A second unique feature is the fact that the Palomino grapes for this wine come from one single vineyard. Where all other Finos are blended from multiple sources, this one uses only grapes from Macharnudo Alto, a high-altitude area renowned for its pure Albariza soil. The vines are 25 years old.
[Inocente solera] After fermentation, it stays in the casks for 2 to 3 months. The base wines are then classified and fortified to 15,5%. They are stored as sobretabla for at least a year, until they enter a solera with ten criaderas (an unusually high number for a Fino of Jerez). Each scale consists of 70 barrels. At the moment of bottling, Inocente is a wine of about ten years old, which is taken out of the solera twice a year (sacas in Spring and Autumn).
Besides the Inocente solera, a parallel solera (equal number of criaderas) produces the Amontillado Tio Diego.
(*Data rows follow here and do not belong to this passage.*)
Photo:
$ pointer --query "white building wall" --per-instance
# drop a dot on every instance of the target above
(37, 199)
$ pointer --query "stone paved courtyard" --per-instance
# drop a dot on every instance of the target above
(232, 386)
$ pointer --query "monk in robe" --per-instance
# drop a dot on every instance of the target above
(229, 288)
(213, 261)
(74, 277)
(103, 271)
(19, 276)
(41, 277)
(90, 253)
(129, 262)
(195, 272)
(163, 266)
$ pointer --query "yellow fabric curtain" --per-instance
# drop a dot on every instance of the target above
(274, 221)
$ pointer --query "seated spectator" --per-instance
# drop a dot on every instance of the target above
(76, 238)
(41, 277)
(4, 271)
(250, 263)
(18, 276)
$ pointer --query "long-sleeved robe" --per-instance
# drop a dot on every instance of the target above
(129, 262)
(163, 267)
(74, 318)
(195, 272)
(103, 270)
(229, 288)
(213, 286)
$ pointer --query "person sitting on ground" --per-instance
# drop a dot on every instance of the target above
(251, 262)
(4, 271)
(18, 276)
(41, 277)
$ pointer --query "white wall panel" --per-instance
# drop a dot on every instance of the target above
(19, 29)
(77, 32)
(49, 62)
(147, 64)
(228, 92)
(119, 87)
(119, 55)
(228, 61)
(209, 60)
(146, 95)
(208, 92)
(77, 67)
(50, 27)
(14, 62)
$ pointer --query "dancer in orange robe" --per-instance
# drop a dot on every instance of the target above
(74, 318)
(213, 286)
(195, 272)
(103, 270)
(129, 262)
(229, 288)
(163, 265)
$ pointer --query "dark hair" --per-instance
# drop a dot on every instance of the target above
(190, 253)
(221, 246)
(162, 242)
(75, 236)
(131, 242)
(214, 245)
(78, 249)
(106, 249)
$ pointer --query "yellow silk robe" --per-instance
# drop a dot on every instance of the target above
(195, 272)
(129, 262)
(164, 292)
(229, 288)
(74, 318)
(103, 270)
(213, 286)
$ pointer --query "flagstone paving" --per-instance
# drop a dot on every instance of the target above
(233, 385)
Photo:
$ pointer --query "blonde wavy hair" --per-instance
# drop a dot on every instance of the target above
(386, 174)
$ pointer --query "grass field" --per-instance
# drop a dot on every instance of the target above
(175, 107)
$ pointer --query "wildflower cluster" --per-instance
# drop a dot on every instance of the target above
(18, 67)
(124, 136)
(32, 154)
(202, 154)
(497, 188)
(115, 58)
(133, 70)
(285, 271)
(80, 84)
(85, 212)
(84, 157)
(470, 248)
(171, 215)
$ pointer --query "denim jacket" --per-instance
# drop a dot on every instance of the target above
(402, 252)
Its production is very similar (same vineyard, same fermentation), but Tio Diego loses its layer of flor in the last few scales of the solera and adds an additional five to six years of oxidative aging.
Fino Inocente (15%, Valdespino)
Nose: a very wide and rich nose for a relatively large-scale Fino, with a little more oak as well. It shows all the qualities of pure Albariza soils: mineral notes of warm chalk and ocean breeze. Dried hay. Light toast. Salted almonds. Some farmy hints and balanced notes of flor – you can easily imagine a damp cellar. It’s nice to see there are a few fruity hints as well, especially when the wine gets a little warmer. Even soft touches of vanilla. High complexity.
Mouth: full-bodied yet elegant. Mineral, zingy and quite briny. Again slightly more oak than in other Finos. Some fruitiness but a very dry one, with low acidity. Apples and grapefruit. Lemon peel. Quite zesty, maybe a tad more bitter than a standard Fino. Growing saltiness. Hints of green olives and ever more herbal notes. Very long finish, with a nice balance of saltiness and bitterness and increasing Amontillado notes (nuts and the faintest hints of caramel).